Certi personaggi, poi, vorrebbero insegnarci, da qualche cattedra, come dovremmo comportarci, come essere retti, onesti, leali. Di qui, poi, l’atroce inganno e la folle e dolorosa teoria secondo la quale saremmo tutti criminali e nessuna salvezza ci spetterebbe; ci dovremmo dunque consegnare nelle mani di chi non ha neanche provato a celare il suo disprezzo per noi. E dovremmo lasciar parlare di noi, far muovere le nostre azioni, guardando a questi tragici avvoltoi e ipocriti saltimbanchi? Verrebbe da pensare che queste siano facili strategie per soggiogare un popolo già represso dal profondo senso di inadeguatezza che l’ha pervaso, senso che, per certi aspetti e certe postume reazioni, potrebbe avere ragion d’essere. Resta però un dubbio: a chi la convenienza di tale feroce gioco? A chi converrebbe mai annientare l’identità di un popolo, dissacrarne lo spirito, deturparne il volto? La risposta è consequenziale. Non è forse più facile sottomettere un popolo stigmatizzandolo, dicendo che nulla di buono gli deriva, privarlo, dunque, della sua cultura o peggio ancora mettendola in ridicolo?Nel tempo ne abbiamo sentite di belle e qualcuno poi ha voluto raggiungere la più alta vetta dell’intelletto, spiegandoci che i nostri beni, opere d’arte d’inestimabile valore, sarebbero giunti a noi per pura casualità.

Guardando alle recenti vicende expo-sitive nazionali, ci siamo fatti anche un’idea di tutto questo zelo e di tanto affanno. La svalutazione rende più facile la predazione e la trasformazione, così si diviene il luogo dove prendere ciò che serve, dove posizionare ciò che altrove non si vuole. Ma noi parlammo una lingua assai antica, vedemmo sorgere civiltà e passare i secoli, fummo centro del mediterraneo e, per questo, preziosi alleati dei grandi popoli della storia.
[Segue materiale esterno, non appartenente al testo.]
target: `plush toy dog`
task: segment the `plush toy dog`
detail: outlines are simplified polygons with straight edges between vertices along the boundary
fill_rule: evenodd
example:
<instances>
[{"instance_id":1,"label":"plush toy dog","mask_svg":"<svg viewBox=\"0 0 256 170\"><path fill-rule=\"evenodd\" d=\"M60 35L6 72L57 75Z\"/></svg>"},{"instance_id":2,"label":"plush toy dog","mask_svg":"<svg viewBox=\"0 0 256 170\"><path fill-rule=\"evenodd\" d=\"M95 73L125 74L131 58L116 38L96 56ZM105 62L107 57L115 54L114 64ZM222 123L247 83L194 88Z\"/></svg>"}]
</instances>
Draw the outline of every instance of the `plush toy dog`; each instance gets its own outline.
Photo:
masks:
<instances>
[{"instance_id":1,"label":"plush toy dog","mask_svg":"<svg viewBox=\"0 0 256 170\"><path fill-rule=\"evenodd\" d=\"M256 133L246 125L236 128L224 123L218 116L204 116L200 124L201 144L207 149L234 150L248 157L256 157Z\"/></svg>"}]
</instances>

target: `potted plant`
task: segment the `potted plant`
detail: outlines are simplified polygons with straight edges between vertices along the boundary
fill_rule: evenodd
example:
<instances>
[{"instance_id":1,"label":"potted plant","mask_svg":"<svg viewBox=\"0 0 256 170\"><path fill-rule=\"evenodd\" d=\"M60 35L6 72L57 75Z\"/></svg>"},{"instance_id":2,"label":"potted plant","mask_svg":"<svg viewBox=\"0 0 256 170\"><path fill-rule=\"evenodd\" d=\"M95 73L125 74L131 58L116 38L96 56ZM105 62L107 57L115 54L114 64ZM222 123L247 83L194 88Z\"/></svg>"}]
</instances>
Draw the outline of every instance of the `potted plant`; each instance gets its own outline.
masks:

Spandemmo saggezza e poesia, facemmo scuola e filosofia, costruimmo il pensiero, elaborammo teoremi matematici e discutemmo sulle prime forme di democrazia.

E allora per quanto tempo ancora faremo finta di non saper chi siamo e subiremo l’infamia e la calunnia? La montagna che conserva la memoria dei tempi e lo spirito che compose la storia, Ella, non si riconosce in ciò che avviene, non vuole più guardare lo spettacolo orribile dell’indifferenza, dell’ignoranza e il trionfo della retorica, che s’accosta alle cose quando ormai l’irreparabile è accaduto. La svendita di quel genio che fu principio creatore e regolatore, non può essere mortificato dalla contingenza, non possiamo più rinunciare ai nostri simboli, a noi stessi.

La Montagna non vuole più vedere, sentire, ingoiare i facili slogan di protesta, le fiaccolate, i sit-in, per molti solo vetrine smentite da una quotidianità vissuta in un’immobilità avvilente e imbarazzante. La montagna non vuole più vedere, vuole coltivare il suo silenzio, in attesa di ritornare a quel pensiero che il suo talento costruì nei millenni e perfezionò attraverso i suoi giusti figli.